To solve the problem, we need to find the relationship between \( a^2 \), \( 8p^2 \), and \( b^2 \) given that \( 2p \) is the perpendicular distance from the origin to the line \( \frac{x}{a} + \frac{y}{b} = 1 \). ### Step-by-Step Solution: 1. **Identify the line equation**: The given line is \( \frac{x}{a} + \frac{y}{b} = 1 \). We can rewrite this in the standard form: \[ \frac{x}{a} + \frac{y}{b} - 1 = 0 \] 2. **Calculate the perpendicular distance from the origin**: The formula for the perpendicular distance \( d \) from a point \( (x_0, y_0) \) to the line \( Ax + By + C = 0 \) is given by: \[ d = \frac{|Ax_0 + By_0 + C|}{\sqrt{A^2 + B^2}} \] Here, \( A = \frac{1}{a} \), \( B = \frac{1}{b} \), and \( C = -1 \).

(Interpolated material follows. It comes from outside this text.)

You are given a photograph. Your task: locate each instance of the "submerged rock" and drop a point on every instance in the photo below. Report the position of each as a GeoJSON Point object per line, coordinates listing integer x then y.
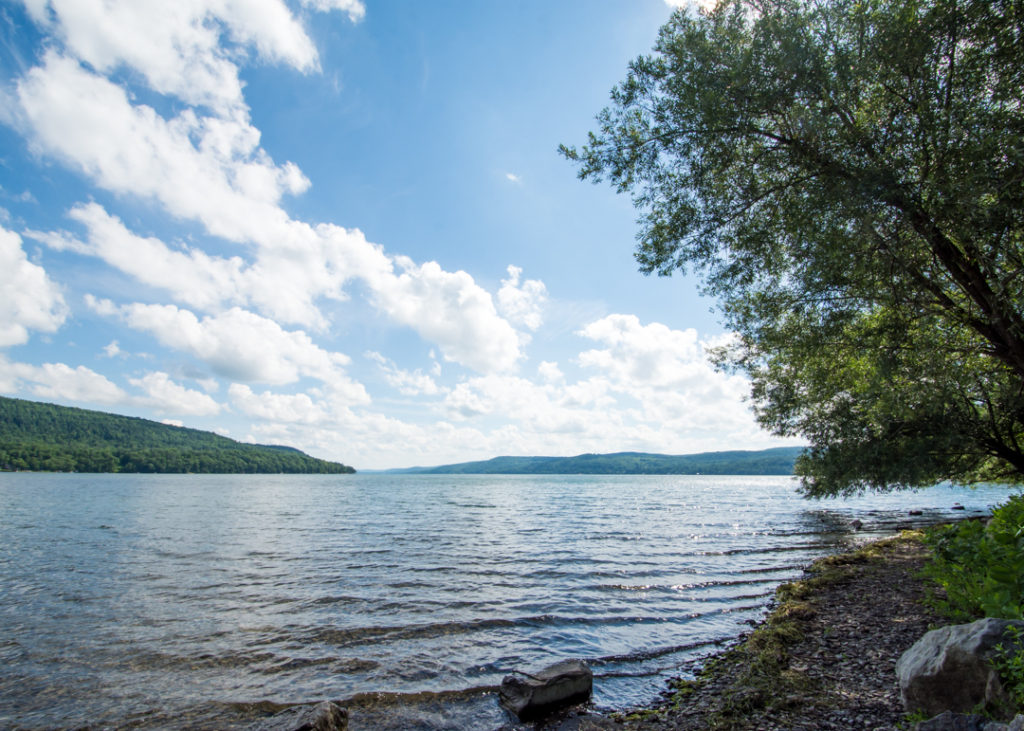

The coordinates of the origin are \( (0, 0) \). Substituting these values into the formula gives: \[ d = \frac{\left| \frac{0}{a} + \frac{0}{b} - 1 \right|}{\sqrt{\left(\frac{1}{a}\right)^2 + \left(\frac{1}{b}\right)^2}} = \frac{1}{\sqrt{\frac{1}{a^2} + \frac{1}{b^2}}} \] 3. **Set the distance equal to \( 2p \)**: \[ 2p = \frac{1}{\sqrt{\frac{1}{a^2} + \frac{1}{b^2}}} \] 4. **Square both sides**: \[ (2p)^2 = \frac{1}{\frac{1}{a^2} + \frac{1}{b^2}} \] This simplifies to: \[ 4p^2 = \frac{1}{\frac{1}{a^2} + \frac{1}{b^2}} \] 5. **Reciprocate the equation**: \[ \frac{1}{4p^2} = \frac{1}{a^2} + \frac{1}{b^2} \] 6. **Find the harmonic mean (HM)**: The harmonic mean of \( a^2 \) and \( b^2 \) is given by: \[ HM = \frac{2ab}{a + b} \] However, we can express it in terms of reciprocals: \[ HM = \frac{2}{\frac{1}{a^2} + \frac{1}{b^2}} = \frac{2}{\frac{1}{4p^2}} = 8p^2 \] 7. **Conclusion**: Since \( 8p^2 \) is the harmonic mean of \( a^2 \) and \( b^2 \), we conclude that \( a^2, 8p^2, b^2 \) are in harmonic progression (HP). ### Final Answer: Thus, \( a^2, 8p^2, b^2 \) are in harmonic progression (HP).